実は肥満の人だけでなく、標準体重の人も、血液検査で肝臓に関する項目(AST、ALT)が正常の人も、腹部超音波(エコー)検査で脂肪肝が判明することは珍しくありません。
「隠れ脂肪肝」「やせの脂肪肝」という言葉は、そういった誤解を解く警鐘として使用されることがあります。
やせ型&飲酒習慣がなくても危ない
肥満気味の人や多量の飲酒を続けている人は、やせ型でも脂肪肝がみられます。一方で、若い頃と同じ体重を維持できていて、飲酒習慣がない人にも脂肪肝がないとはいえません。運動不足で筋肉が減少した分、脂肪が増加していたり、過度な食事制限によるダイエットが蛋白質不足を起こし、脂肪肝を悪化させることもあります。
診断は?
まずは腹部超音波(エコー)検査を行います。
さらに肝臓の炎症や線維化などを調べるためには、血液検査やCT、MRI、肝生検を追加することがあります。
放っておくとどうなりますか?
脂肪肝は糖尿病や高血圧症、脂質異常症など、全身に影響を及ぼすさまざまな疾患と関連しているため、放置はよくありません。

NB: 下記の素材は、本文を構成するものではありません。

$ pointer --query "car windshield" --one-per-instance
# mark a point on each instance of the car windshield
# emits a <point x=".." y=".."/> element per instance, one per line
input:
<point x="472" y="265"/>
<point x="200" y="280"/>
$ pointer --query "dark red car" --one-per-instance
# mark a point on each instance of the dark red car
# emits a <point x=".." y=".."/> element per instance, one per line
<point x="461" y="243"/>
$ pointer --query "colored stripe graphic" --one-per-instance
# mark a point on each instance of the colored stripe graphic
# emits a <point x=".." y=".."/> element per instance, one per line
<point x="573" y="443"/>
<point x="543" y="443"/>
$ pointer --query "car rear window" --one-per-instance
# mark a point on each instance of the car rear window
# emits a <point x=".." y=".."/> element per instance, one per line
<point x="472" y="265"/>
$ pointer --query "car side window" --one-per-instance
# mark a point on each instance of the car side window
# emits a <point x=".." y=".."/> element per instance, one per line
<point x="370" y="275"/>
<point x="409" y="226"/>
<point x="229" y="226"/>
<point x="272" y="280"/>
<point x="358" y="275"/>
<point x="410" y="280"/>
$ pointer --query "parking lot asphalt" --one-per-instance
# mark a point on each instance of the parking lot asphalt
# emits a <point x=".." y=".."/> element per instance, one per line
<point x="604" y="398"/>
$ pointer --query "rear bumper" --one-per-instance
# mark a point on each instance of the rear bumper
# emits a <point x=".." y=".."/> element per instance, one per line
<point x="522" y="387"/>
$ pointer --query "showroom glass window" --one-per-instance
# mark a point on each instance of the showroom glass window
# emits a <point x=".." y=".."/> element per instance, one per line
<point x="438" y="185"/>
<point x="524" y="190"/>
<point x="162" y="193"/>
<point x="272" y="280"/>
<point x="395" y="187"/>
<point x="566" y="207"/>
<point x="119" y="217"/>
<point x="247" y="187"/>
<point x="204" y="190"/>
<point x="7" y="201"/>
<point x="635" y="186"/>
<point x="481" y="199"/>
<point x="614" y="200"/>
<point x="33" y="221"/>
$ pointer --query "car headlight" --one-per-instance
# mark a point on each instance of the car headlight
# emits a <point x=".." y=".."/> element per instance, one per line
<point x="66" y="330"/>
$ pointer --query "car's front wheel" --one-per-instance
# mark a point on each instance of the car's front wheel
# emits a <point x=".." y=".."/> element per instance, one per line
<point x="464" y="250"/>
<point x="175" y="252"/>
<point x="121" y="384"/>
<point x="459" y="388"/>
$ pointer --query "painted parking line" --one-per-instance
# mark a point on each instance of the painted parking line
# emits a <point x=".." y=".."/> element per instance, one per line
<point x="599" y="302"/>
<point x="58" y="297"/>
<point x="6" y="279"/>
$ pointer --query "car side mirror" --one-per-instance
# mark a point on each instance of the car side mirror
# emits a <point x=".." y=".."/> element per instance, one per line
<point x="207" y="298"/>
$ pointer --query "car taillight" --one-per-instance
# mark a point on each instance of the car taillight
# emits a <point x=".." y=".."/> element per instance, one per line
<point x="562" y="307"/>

一般的に、多量の飲酒が肝硬変の原因となることは知られていますが、飲酒習慣のない脂肪肝(非アルコール性脂肪性肝疾患)の一部も、放置すると肝硬変や肝がんに進行する場合があります。
脂肪肝には自覚症状がありません
脂肪肝には自覚症状がないため、健診やかかりつけ医での定期的な血液検査と腹部超音波検査での経過観察が必要です。今のところ、脂肪肝を治す特効薬はありませんが、飲酒制限や食事・運動療法で生活習慣を改善し、肝臓に貯まった脂肪を少しずつ減らすことが治療の原則となります。